Once widely accepted as an efficient way to complete multiple things at once, multitasking has been shown to inhibit productivity and cause stress. Instead of performing several tasks at once, multitasking jumps from one thought to the next. It gives the illusion that we’re concentrating on multiple things, when in reality we’re sacrificing our focus.
Before computers, writing a paper meant a typewriter and maybe a couple textbooks. Now it includes instant messaging and checking your email. A survey in the UK found that even a simple book is replaced when using the loo; one in ten broadband users browse the Internet while on the toilet.
Technology has created many opportunities to multitask and has inclined researchers to investigate what happens when the brain switches from one task to the next.
The prefrontal cortex, the part of the brain that controls most thought processes, is much larger in humans than in other animals. The prefrontal cortex occupies one-third of a human cortex, compared to 15 percent in monkeys.
Researchers found that when there are multiple visual stimulants, the brain is only focusing on one or two items at a time.
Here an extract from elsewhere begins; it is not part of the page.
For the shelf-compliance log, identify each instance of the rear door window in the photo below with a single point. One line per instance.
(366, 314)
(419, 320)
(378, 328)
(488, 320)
This is because related tasks vie to use the same part of the brain. It’s like talking on the phone and writing down something completely unrelated. They both use the same part of the brain.
In 2001, a study found that it only takes seconds to move between tasks, however, those brief moments add up when constantly changing focus. In fact, this repetitive switch becomes much more harmful when forced to swap between more complicated tasks.
Humans are able to perform a couple activities if they are routine, however, the situation becomes much more serious when performing tasks that require real concentration.
A study conducted in the U.K. found that when 17- to 24-year-olds text while driving, their reaction time is 35 percent slower than when under the influence of alcohol or marijuana. Washington State prohibits the use of cell phones while driving for this very reason.
Multitasking has become more popular among younger people and is a habit developed often in teenagers. Researchers aren’t sure whether multitasking at an age when the brain is still developing has any serious consequences. Some believe it may affect a young person’s ability to focus and develop analytic skills. They predict that with the lack of concentration when multitasking it is impossible to gain a depth of knowledge.
It is not always harmful to multitask, it depends what upon the activity. Listening to music may help you work more creatively. Without our enhanced ability to multitask, the human race may not have been able to hunt animals bigger and stronger than us with more success than other animals.